# cat tree/scratching post plans



## reds_21 (Dec 31, 2007)

Would anyone have an awesome source for cat tree/scratching post plans? i have found one site at www.cattreeplans.com but am finding it hard to find other available plans with other ideas.

can anyone help??

thanks in advance
reds_21


----------



## LarrySch (Dec 31, 2007)

Just put cat scratching tree plans in your search engine and a number of sites pop up.


----------



## BigDaddy (Sep 4, 2007)

I would suggest finding plans for one that is really tall.

My wife bought one from a store that was maybe 3 feet tall and they pretty much just ignored it.

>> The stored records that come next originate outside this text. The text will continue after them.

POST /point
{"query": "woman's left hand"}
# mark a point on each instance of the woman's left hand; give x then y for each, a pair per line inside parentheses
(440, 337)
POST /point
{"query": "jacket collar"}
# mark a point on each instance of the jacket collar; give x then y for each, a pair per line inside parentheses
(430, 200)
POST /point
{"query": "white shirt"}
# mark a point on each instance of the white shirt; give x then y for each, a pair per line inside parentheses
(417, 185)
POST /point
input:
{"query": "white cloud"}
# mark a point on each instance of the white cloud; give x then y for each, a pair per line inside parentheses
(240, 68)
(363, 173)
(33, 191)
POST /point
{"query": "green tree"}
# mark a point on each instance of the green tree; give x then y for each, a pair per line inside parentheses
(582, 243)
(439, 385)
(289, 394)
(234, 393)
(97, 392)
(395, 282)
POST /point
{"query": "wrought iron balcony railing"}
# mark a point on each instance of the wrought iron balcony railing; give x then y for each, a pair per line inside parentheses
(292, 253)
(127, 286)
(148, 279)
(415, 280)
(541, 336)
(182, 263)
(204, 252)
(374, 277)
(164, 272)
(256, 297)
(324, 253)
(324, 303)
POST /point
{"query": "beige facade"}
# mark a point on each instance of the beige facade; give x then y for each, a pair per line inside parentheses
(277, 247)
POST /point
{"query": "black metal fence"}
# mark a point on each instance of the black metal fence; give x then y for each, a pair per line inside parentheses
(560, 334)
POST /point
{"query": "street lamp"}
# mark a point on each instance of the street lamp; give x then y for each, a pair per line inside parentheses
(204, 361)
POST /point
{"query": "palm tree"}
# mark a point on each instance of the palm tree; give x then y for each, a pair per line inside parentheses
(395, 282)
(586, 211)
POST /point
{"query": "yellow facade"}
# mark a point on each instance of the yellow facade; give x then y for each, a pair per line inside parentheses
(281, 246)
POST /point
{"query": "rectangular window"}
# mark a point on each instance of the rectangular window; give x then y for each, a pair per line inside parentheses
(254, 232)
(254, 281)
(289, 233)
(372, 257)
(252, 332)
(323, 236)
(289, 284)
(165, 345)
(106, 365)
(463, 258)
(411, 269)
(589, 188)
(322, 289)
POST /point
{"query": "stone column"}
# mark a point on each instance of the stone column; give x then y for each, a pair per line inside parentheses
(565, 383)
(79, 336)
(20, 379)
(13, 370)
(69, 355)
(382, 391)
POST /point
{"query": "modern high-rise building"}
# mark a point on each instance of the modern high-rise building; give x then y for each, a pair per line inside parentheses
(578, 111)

I put this together from some scrap wood and some leftover outdoor carpet, "ran out before i got the post covered". It's probably about 5 1/2 feet tall. There is always a cat on the top shelf and my 2 cat's seem to play king of the hill quite often.

Mike


----------



## reds_21 (Dec 31, 2007)

thanks for the info. here is a picture of th one that i made this past summer. i am going to make another one and have a number of cat trees connected so the cats have a huge playground...........


----------



## slatron25 (Dec 18, 2007)

How about this one:
http://feline-furniture.tripod.com/#diy


----------



## reds_21 (Dec 31, 2007)

heres another question. iv'e kinda been looking for plans that would include a cylinder tunnel in the cat tree. would anyone happen to know what they use to have this cylinder and what exactly is the best way to carpet the cylinder tunnel?


----------